RefChangeSystem is more efficient than polling in an EntityTickingSystem because your code only runs when there’s actually something to respond to.

DamageEventSystem

The DamageEventSystem runs whenever damage is dealt to an entity. This is your hook for armor calculations, damage modifiers, invulnerability checks, or damage logging.

public class ArmorSystem extends DamageEventSystem {

    @Override
    public void handle(int index, ArchetypeChunk<EntityStore> chunk,
                       Store<EntityStore> store, CommandBuffer<EntityStore> cmd,
                       DamageEventComponent damage) {

        // Check if entity has armor
        ArmorComponent armor = chunk.getComponent(index, ArmorComponent.getComponentType());
        if (armor != null) {
            // Reduce damage by armor value
            float reduced = damage.getAmount() * (1 - armor.getReduction());
            damage.setAmount(reduced);
        }
    }
}

The DamageEventComponent contains all information about the damage event - the amount, the damage type, the source entity, and more. You can modify damage.setAmount() to reduce (or increase) the final damage dealt.

System Types Overview

Here’s a quick reference for when to use each System type:

System TypeWhen it runsUse case
EntityTickingSystemEvery frameTimers, physics, AI, regeneration
RefSystemEntity added/removedWelcome messages, initialization, cleanup
RefChangeSystemComponent value changesReact to state changes without polling
DamageEventSystemDamage is dealtArmor, damage modifiers, logging

The pattern is: think about when your code needs to run, then pick the right System type. Don’t use an EntityTickingSystem for logic that only needs to run once when a player joins - use a RefSystem instead. Don’t poll for changes every frame when you can use a RefChangeSystem to react only when changes occur.

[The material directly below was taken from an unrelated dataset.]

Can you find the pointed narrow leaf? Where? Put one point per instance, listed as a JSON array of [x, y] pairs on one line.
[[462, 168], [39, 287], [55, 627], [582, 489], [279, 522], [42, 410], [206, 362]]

Archetypes and Performance

Hytale groups entities by their component set into Archetypes. All players might share one archetype (Transform, Health, PlayerRef), all NPCs another (Transform, Health, AI), all projectiles another (Transform, Velocity, Damage).

When your Query needs PlayerRef, Hytale skips the NPC and projectile archetypes entirely - it doesn’t check every single entity. This alone is a significant optimization, but the real performance gain comes from how data is stored.

Structure of Arrays (SoA)

Traditional object-oriented programming uses an “Array of Structures” layout - each entity object contains all its data together. If you iterate over 1000 entities to update their positions, your code jumps around in memory to access each entity’s position field.

Hytale uses the opposite approach called Structure of Arrays (SoA). Instead of storing each entity as one object, it stores all components of the same type together in contiguous arrays. Entities with the same archetype live in ArchetypeChunks that look like this:

ArchetypeChunk for [Transform, Health, Player]:

index:      0         1         2         3
refs:     [Ref_42]  [Ref_99]  [Ref_17]  [Ref_256]
Transform:[T_42]    [T_99]    [T_17]    [T_256]    <- All Transforms together
Health:   [H_42]    [H_99]    [H_17]    [H_256]    <- All Health together
Player:   [P_42]    [P_99]    [P_17]    [P_256]    <- All Player data together

When a System iterates over Transform components, they’re all sitting next to each other in memory. The CPU doesn’t have to jump around - it reads one Transform, then the next one is right there. Modern CPUs are extremely good at this pattern because they can prefetch upcoming data. While processing Transform_42, the CPU is already loading Transform_99 into cache because it knows sequential memory access is coming.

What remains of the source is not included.